Zoë Schiffer: I mean, have those people looked at Silicon Valley startups before? Do they know how this whole industry runs?

Lauren Goode: Right, exactly.

Michael Calore: Well, a big part of that conversation over the last month or so has been DeepSeek, right? The Chinese-owned chatbot competitor to ChatGPT.

Zoë Schiffer: Yeah. Another moment where our bosses said, “What do we know about DeepSeek?” And we panic saying, “No idea. What is it? Never heard of it.” But yeah, I mean, this is a chatbot that launched on the scene. It’s basically made a model that competes very directly with OpenAI’s best reasoning models, but the company says that it trained it with a fraction of the specialized GPUs that OpenAI used, and at a fraction of the cost. Again, I feel like, Lauren, we need to put in the caveat. A lot of people dispute this. They don’t believe it, but that’s the idea. And the market reacts pretty intensely. Nvidia, which Lauren you have reported on extensively, their stock takes a bit of a hit.

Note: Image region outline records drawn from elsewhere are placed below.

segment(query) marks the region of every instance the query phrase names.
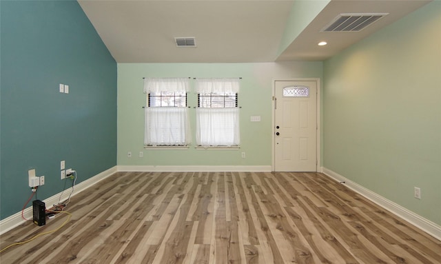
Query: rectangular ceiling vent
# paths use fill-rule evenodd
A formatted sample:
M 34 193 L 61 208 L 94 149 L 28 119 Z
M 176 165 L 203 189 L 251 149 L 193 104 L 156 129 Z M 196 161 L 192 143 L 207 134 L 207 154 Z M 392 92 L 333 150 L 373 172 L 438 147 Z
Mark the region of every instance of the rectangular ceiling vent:
M 177 47 L 196 47 L 196 41 L 193 37 L 174 38 Z
M 322 32 L 358 32 L 388 13 L 340 14 L 320 31 Z

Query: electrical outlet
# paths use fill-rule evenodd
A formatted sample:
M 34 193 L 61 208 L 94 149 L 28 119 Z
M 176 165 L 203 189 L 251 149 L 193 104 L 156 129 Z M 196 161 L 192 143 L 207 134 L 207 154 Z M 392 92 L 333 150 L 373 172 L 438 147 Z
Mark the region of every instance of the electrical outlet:
M 418 199 L 421 199 L 421 189 L 418 187 L 413 187 L 413 196 Z
M 40 178 L 39 177 L 32 177 L 29 179 L 29 187 L 34 187 L 39 186 L 40 185 Z

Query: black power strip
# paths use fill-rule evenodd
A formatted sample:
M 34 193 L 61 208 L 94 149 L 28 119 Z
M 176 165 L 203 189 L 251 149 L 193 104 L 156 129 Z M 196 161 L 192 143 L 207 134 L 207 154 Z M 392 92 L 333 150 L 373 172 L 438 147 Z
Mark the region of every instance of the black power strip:
M 46 224 L 46 207 L 45 203 L 40 200 L 32 201 L 32 210 L 34 212 L 34 223 L 39 226 Z

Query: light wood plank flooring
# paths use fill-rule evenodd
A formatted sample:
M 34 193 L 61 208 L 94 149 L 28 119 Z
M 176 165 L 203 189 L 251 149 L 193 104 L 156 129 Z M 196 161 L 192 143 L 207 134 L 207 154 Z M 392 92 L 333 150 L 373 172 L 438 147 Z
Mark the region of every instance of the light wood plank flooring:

Lauren Goode: Yeah, a bit of a hit. I forget how many billions they lost in value that day. It was like, whoops. Yeah. All of a sudden, Jensen Huang was going to Supercuts for his haircuts. Hold on a second. Stock drop after DeepSeek. Yeah. Supposedly it stock fell by around 17% on the news of DeepSeek, which I haven’t calculated how many billions that was, but it was a lot, $600 billion off of its value. People were very nervous about this, whether or not they could trust the information that was coming from China is a different question. But if it was true, then yeah, it rattled the AI market. And as a result, I think it was a week later, that’s when OpenAI decided to launch its o3-mini reasoning model, which means very little to people who aren’t following this very closely, but it was a way for them to say, look, we’re advancing the boundaries of what these smaller models can achieve, and smaller typically means less expensive. It apparently responded 24% faster than another mini model that OpenAI had put out. Its answers included 39% fewer mistakes. It was supposed to do more reasoning. And so I think we’re going to be seeing a lot of this. I also think we’re going to be seeing some of the big players in AI look to make strategic acquisitions of smaller AI companies as a rapid way of getting their tech up to speed to match whatever DeepSeek is doing.